Sur quoi repose votre critique de la propriété intellectuelle ? Et dans quelle tradition intellectuelle s’inscrit-elle ?
question
reponse
Il est très facile de repérer la philosophie politique d’un auteur sur de nombreux sujets de droit. Ce n’est absolument pas le cas pour la propriété intellectuelle (PI) ! Parmi les opposants à la PI, on trouve tant des altermondialistes que des « anarcho-capitalistes » (qui considèrent qu’il faut supprimer tout État et laisser le marché en charge de s’auto-réguler). Ce constat de disparité des opinions vaut au sein d’une même communauté, c’est le cas des libéraux en France où l’on trouve des positionnements radicalement opposés.
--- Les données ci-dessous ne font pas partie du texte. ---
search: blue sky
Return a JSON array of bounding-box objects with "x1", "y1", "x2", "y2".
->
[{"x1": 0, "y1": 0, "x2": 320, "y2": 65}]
En réalité, il y a deux façons de justifier les droits de propriété intellectuelle. La première, qui relève de ce que les juristes appellent le « jus naturalisme », consiste à dire qu’une création intellectuelle, au même titre qu’une création physique, peut et doit bénéficier d’une protection. C’est la force de travail injecté dans le processus créatif qui lui confère ce privilège. A mon avis, cette position ne tient pas dans la mesure où comme l’a si bien expliqué Locke, la notion de propriété est fondée sur celle de rareté. Or, il n’y a pas de rareté dans le domaine de la création intellectuelle : plusieurs personnes peuvent avoir la même idée en même temps, une même idée peut se nourrir de l’apport de plusieurs inventeurs… La seconde façon de justifier les droits de propriété intellectuelle, c’est de faire valoir le fait qu’ils stimulent la création et contribuent ainsi au bien-être de la société. Cette position « utilitariste » est, de mon point de vue, la seule valable… à condition toutefois de démontrer que les droits de propriété intellectuelle stimulent effectivement l’innovation ! Or, la démonstration n’est pas faite : à ma connaissance, il n’y a aucune étude française qui chiffre l’effet des droits de propriété sur l’innovation.